Here's a new movie star portrait. I don't do many of these now, although they were the mainstay of my work when I was a teenager.
I'll be honest, I didn't like working on this, for reasons I won't go into here. But I never let that stop me from creating work as best I can, and I think the end result is pretty good.
See some of my process below the cut:
I didn't take many scans of this while I was working (I share an office with my father, and he uses the scanner as an extra shelf, and really, I just couldn't be bothered shifting all the stuff off it at the end of every day =P) so I don't have a progress gif, but I do have a bunch of photos I shared on my Instagram Story while I was working. They've long since vanished from there, but I saved them, and will put them here for a look at my process. They're not of the best quality, I'm afraid - my phone is pretty old and doesn't take the best photos!
I started out by ruling up an enlargement grid. I printed out my reference, and ruled a 1cm grid over it, and then ruled a 1.5cm grid on my sketching paper. Accuracy is important with this type of portraiture!
I then used the grid to help me draw light outlines of all the features. I focus on the facial features, things like hair don't have to be millimetre perfect, so I just rough them in:
When I had finished the outlines, I scanned them in, increased their contrast and turned them red in Photoshop, and overlayed them on my reference. That way I could see where I had gone wrong, and fix my sketched lines accordingly:
Here are my finished outlines (slightly out of focus):
I always start with the right eye, I don't know why:
Here's a timelapse of me drawing the eye. That's 10 minutes of work, and it's not, of course, finished -there are lots of small details to go - but it's a good start:
This portrait had a lot of medium shadow, which I find the hardest part of a portrait - everything is pretty solidly grey, but not quite. It's tricky to get right! Everything was looking pretty awful at this stage, but I'd got the background in. I had to do that before I started the hair:
Some more progress:
Unfinished shading always looks awful. If I'm doing portraiture demonstrating (which I was not doing with this portrait) I always try to get out of this stage as quickly as possible, because it looks like I have no idea what I'm doing!
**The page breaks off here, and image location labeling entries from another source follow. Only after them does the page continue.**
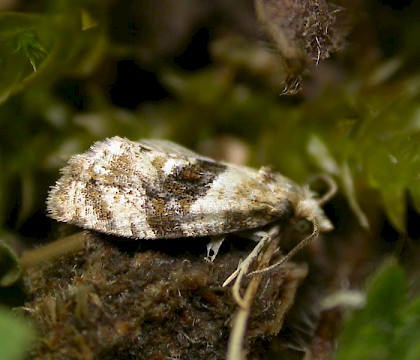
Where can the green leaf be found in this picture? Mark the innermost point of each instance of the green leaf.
(389, 325)
(23, 44)
(15, 336)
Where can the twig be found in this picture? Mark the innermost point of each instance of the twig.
(235, 349)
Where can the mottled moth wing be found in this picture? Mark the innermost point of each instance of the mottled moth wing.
(157, 189)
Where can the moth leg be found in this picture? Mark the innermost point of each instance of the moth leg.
(213, 247)
(242, 270)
My trusty electric eraser got a big workout for her hair. I love this little gadget, I don't know what I'd do without it! (It and my blending tools - you can get realistic hair with JUST the eraser, everything is too sharp and defined):
Here's what the portrait looked like when I had almost finished. At this stage I scanned it in, and overlayed it on my reference again. Then I carefully flicked between the two, and fixed up all the little places where I had gone wrong, as the likeness wasn't great here. The more beautiful someone is, the easier it is to completely lose the likeness with just a few misplaced lines. By switching back and forth from the reference to the portrait, I can really see what needs fixing. Most of my issues related to her lower lip and left eye, but I did minor touch-ups all over:
And here's that final result again:
This is a graphite portrait. I used a 0.5 #B lead mechanical pencil, an #8B solid graphite pencil, a plastic pencil eraser, a kneadable eraser, an electric eraser, and a blending stump, tissues, cotton buds and makeup pads for blending. If you want to know more about the materials I use for portraiture, this old tutorial is still valid.
17 hours work.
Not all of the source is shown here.